The Oscar for Best Live Action Short Film is one of the Academy Awards’ more obscure categories and chances are, you haven’t seen them. With the awards show on Sunday, I’m here to offer a slightly irreverent and spoiler-filled look at this year’s nominees.


Pentecost (Ireland, 11 min.) -A soccer-loving boy is bounced from his parish’s altar boy team after a mishap involving an incense thurible that sent a priest flailing to injury. The boy is pressed into service as a last resort when the archbishop comes to town.

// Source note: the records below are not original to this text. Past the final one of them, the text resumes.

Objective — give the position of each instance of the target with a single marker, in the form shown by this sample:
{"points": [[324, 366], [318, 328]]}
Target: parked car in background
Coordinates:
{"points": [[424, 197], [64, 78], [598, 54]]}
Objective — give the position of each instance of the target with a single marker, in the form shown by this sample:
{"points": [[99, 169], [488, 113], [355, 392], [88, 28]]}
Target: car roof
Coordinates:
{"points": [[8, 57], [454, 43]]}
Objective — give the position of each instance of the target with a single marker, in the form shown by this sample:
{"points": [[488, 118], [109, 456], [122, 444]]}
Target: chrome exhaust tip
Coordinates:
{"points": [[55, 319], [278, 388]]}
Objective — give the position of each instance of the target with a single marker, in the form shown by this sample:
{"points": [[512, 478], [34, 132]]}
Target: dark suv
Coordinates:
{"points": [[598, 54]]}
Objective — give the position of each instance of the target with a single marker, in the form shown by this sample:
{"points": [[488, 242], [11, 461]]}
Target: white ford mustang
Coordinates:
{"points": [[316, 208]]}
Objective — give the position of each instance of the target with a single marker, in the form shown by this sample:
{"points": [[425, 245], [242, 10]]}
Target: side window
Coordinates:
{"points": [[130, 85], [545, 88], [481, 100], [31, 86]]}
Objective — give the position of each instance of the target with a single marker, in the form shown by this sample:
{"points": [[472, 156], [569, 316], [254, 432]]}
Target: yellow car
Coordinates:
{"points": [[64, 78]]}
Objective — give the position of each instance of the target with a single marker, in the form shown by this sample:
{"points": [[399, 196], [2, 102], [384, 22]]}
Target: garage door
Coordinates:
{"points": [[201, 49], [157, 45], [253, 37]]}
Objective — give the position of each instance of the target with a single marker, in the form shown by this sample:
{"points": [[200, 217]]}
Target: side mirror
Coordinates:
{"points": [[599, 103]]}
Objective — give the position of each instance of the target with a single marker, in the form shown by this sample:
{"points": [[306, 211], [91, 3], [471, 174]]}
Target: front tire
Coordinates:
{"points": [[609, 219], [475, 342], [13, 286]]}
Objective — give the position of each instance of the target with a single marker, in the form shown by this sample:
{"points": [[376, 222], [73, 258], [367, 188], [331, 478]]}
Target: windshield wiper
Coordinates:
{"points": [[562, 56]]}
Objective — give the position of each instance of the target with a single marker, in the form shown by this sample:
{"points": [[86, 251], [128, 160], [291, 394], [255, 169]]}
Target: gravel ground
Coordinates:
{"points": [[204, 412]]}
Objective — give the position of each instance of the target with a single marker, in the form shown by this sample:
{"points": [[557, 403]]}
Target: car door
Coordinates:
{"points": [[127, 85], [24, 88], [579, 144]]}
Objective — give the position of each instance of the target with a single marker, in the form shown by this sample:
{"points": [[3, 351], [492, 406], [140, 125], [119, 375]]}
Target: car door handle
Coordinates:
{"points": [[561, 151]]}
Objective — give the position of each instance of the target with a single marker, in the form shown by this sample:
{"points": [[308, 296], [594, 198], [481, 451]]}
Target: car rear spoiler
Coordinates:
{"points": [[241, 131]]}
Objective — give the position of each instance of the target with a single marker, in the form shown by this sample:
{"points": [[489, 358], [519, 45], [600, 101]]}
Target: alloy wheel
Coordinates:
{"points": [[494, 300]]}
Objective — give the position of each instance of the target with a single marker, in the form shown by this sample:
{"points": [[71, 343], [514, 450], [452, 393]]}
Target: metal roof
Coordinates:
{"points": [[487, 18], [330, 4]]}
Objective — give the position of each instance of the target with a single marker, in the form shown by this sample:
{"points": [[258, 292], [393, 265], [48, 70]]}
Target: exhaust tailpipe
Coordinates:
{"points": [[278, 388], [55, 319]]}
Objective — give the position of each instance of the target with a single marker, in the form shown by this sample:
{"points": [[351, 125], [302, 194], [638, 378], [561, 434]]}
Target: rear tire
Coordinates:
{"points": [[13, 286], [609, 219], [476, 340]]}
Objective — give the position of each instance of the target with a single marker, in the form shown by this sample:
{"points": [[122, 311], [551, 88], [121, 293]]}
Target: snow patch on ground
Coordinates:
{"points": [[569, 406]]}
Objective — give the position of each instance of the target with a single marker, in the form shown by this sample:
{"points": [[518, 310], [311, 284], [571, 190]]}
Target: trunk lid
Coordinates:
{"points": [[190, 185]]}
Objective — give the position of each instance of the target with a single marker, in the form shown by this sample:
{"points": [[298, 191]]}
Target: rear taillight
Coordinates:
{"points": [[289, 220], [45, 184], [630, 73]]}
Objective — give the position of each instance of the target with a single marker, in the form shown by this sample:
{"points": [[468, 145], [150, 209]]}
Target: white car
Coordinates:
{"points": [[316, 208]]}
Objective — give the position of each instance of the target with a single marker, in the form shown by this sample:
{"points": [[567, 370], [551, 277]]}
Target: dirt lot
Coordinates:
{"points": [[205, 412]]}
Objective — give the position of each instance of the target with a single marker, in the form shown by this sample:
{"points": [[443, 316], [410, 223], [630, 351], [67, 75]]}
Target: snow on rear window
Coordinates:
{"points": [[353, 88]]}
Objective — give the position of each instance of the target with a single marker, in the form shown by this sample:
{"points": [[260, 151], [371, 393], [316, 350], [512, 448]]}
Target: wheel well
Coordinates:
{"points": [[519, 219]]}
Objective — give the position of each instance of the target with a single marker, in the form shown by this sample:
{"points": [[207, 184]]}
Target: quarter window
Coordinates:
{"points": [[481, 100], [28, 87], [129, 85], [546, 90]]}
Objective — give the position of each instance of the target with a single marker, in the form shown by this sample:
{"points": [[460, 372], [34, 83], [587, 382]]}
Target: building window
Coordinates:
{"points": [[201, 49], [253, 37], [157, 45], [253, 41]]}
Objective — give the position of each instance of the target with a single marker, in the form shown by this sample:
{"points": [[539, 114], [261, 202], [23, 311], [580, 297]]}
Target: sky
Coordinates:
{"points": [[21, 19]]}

A not very interesting story lasts ten and a half minutes to set up a barely funny punchline in the final seconds of the film. The director of this short film Peter McDonald, lost me when his film was filled with liturgical inaccuracies. If you’re going to make your film about a Mass, get it right.

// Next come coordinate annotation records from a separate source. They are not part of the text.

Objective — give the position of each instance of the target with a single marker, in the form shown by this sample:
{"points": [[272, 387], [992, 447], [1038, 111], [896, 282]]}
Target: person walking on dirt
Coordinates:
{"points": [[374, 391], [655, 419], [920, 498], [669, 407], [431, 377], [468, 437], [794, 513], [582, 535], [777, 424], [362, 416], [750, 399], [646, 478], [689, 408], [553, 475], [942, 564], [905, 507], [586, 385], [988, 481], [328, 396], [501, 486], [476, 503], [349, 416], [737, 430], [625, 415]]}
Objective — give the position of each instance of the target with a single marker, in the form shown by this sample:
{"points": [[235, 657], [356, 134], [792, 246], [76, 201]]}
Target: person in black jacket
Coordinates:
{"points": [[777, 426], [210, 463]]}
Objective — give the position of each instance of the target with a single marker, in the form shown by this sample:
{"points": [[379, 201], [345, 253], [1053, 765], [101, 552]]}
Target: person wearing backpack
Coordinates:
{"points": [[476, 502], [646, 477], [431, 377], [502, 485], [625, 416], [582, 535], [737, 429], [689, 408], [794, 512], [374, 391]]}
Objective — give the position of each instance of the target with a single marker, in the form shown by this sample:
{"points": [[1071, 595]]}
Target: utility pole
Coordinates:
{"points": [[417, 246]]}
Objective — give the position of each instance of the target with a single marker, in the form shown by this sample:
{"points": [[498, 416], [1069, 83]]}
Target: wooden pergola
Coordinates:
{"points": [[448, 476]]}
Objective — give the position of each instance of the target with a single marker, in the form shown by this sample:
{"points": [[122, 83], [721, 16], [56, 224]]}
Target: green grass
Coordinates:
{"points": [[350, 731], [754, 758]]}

Raju (Germany/India, 24 min.) – A well-to-do German couple go to India and adopt an orphan, the orphan runs away, and the Germans figure out their newly adopted child was actually kidnapped from his real parents.


A visually stunning film, but unnecessarily depressing with no happy ending. Because the film lasts less than half an hour, I didn’t get enough time to connect with the characters so I couldn’t feel for their heartache. Maybe I’m defective.

The Shore (Northern Ireland, 30 min.) – This was the only short film with an actor I recognized, although I had to IMDB his name: Ciaran Hinds (he played Bland in Tinker Tailor Solider Spy). Hinds’ character returns to his small hometown with his daughter after 25 years in the U.S.

The protagonist never returned because he left under bad terms and he’s afraid his estranged best friend will reject him, but he’s shocked when his childhood friend remembers things happening differently. A light-hearted comedy of errors.

I hope this film wins on Sunday evening.

Time Freak (USA, 11 min.) -A poor man’s Seth Rogen invents a time machine and his first trip back in time is to fix an awkward run in with his dry cleaner, which takes a few tries, and then he goes back to make an interaction with his crush less awkward, which messes up his “fixed” interaction with the dry cleaner.

Three years of time traveling later and he’s managed to make his yesterday perfect. A too-close-to-home commentary on our obsession with the minutiae of our own lives.


Tuba Atlantic (Norway, 25 min.) –
A 70-year-old Norwegian, who has a beloved machine gun, a active hatred of seagulls and only six days to live, wants to patch things up with his estranged brother who now lives in the U.S.

Assisted by a teenage girl sent to his home by the local “Jesus Club” to serve as his “death angel” (I can’t tell if it’s a joke either) the dying man makes his giant tuba send a blast of sound across the Atlantic.